The advances made in the management of newborns and infants with all forms of critical congenital heart disease (cCHD) over the past 3 decades have truly been among the triumphs of cardiac care. In all forms of cCHD, nearly simultaneous, cumulative, and synergistic advancements have been made in surgical strategies, anesthesia and bypass techniques, critical care, bedside nursing care, imaging, and catherization; importantly also, an in-depth understanding of the complex and variable physiology seen in neonates with cCHD has been achieved. In particular, these advances have greatly improved the outcome of babies born with a functionally univentricular heart (fUVH). Specifically, management strategies (e.g., phosphodiesterase inhibitors, nitric oxide, flow-triggered mechanical ventilation, noninvasive monitoring, point-of-care testing) initially studied in and applied to infants with a biventricular circulation have been extended to those with a fUVH, and techniques originally specific to fUVH management have subsequently been applied to neonates and infants with other conditions (e.g., arch repair from a midline sternotomy, hybrid catheterization/surgical strategies, prolonged alpha blockade, interstage monitoring).
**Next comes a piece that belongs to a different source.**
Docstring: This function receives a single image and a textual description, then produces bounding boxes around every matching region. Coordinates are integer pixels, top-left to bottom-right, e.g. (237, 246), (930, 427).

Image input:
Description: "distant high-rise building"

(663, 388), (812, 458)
This chapter focuses on management principles and practices for neonates and children with a fUVH who are undergoing staged reconstruction, with emphasis on the physiologic consequences of the underlying CHD and the changes that occur in the transitional circulation (see Chapter 15 ), surgical interventions, and patient growth along the Fontan pathway depicted in Chapter 68 . These physiologic principles are the underpinnings of surgical and perioperative management discussed in Chapter 71 .
Guiding Principles of Staged Reconstruction
Surgical and medical management in the first few years of life is undertaken to achieve a singular goal: a successful Fontan operation with maximum durability and quality of life . Such a “successful” outcome is achievable in many and has been improving in recent decades. Nonetheless, successful outcomes for staged reconstruction lag behind the surgical and medical advances in nearly every other form of CHD, both for mortality and morbidity. Improvement in this fundamental goal is most likely to be achieved by incremental and cumulative advancements in management during staged reconstruction and beyond. The specific goals outlined in Box 70.1 are discussed in more detail in other chapters of Section 6, Functionally Univentricular Heart, as well as elsewhere throughout this text.
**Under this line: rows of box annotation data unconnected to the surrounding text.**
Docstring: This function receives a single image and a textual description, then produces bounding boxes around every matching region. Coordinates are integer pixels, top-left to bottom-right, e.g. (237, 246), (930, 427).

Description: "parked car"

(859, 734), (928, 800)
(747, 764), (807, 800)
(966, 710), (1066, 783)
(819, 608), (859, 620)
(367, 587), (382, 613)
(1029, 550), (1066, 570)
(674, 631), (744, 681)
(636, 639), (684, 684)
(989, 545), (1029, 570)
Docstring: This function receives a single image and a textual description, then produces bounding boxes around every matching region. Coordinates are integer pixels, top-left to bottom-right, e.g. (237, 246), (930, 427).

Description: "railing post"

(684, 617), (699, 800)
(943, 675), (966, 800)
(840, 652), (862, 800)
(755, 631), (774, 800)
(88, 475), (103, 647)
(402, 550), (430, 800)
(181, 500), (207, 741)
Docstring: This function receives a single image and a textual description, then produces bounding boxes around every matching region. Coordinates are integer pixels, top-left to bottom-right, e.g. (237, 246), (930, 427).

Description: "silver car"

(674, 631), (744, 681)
Minimize the cumulative mortality risk of surgical and catheter interventions
Minimize the cumulative morbidity of perioperative care to all organs, particularly the heart, brain, and kidney
Minimize the risk and frequency of unplanned reinterventions
Minimize the risk of interstage mortality and morbidity
Maximize growth, nutrition, neurodevelopment, psychosocial adaptation, and cardiovascular fitness during staged reconstruction and beyond
Maximize patient and family quality of life
Improve collaboration between centers, and involve patients and families, to share and validate best practices
Strategies and Physiologic Goals to Obtain the Optimal Outcome of Staged Reconstruction
Rather than beginning this section with a review of the physiologic and management strategies governing the care of newborns and infants, we have chosen to start this review with the physiologic and surgical principles above that contribute to a successful Fontan operation. We discuss the tenets of a successful Fontal procedure before the discussion of newborn management because–although the neonatal procedures occur first or at high risk—it is necessary to understand the rationale of the higher risk procedures to achieve the primary goal. To achieve this goal, long-term follow-up data and our clinical experience suggest that the optimal Fontan outcome will most consistently be achieved by providing the highest possible cardiac output, at rest and with exertion, at the lowest possible central venous pressure . The well-described risk factors for suboptimal outcomes are described in Table 70.1 and pictured in Fig. 70.1A and B .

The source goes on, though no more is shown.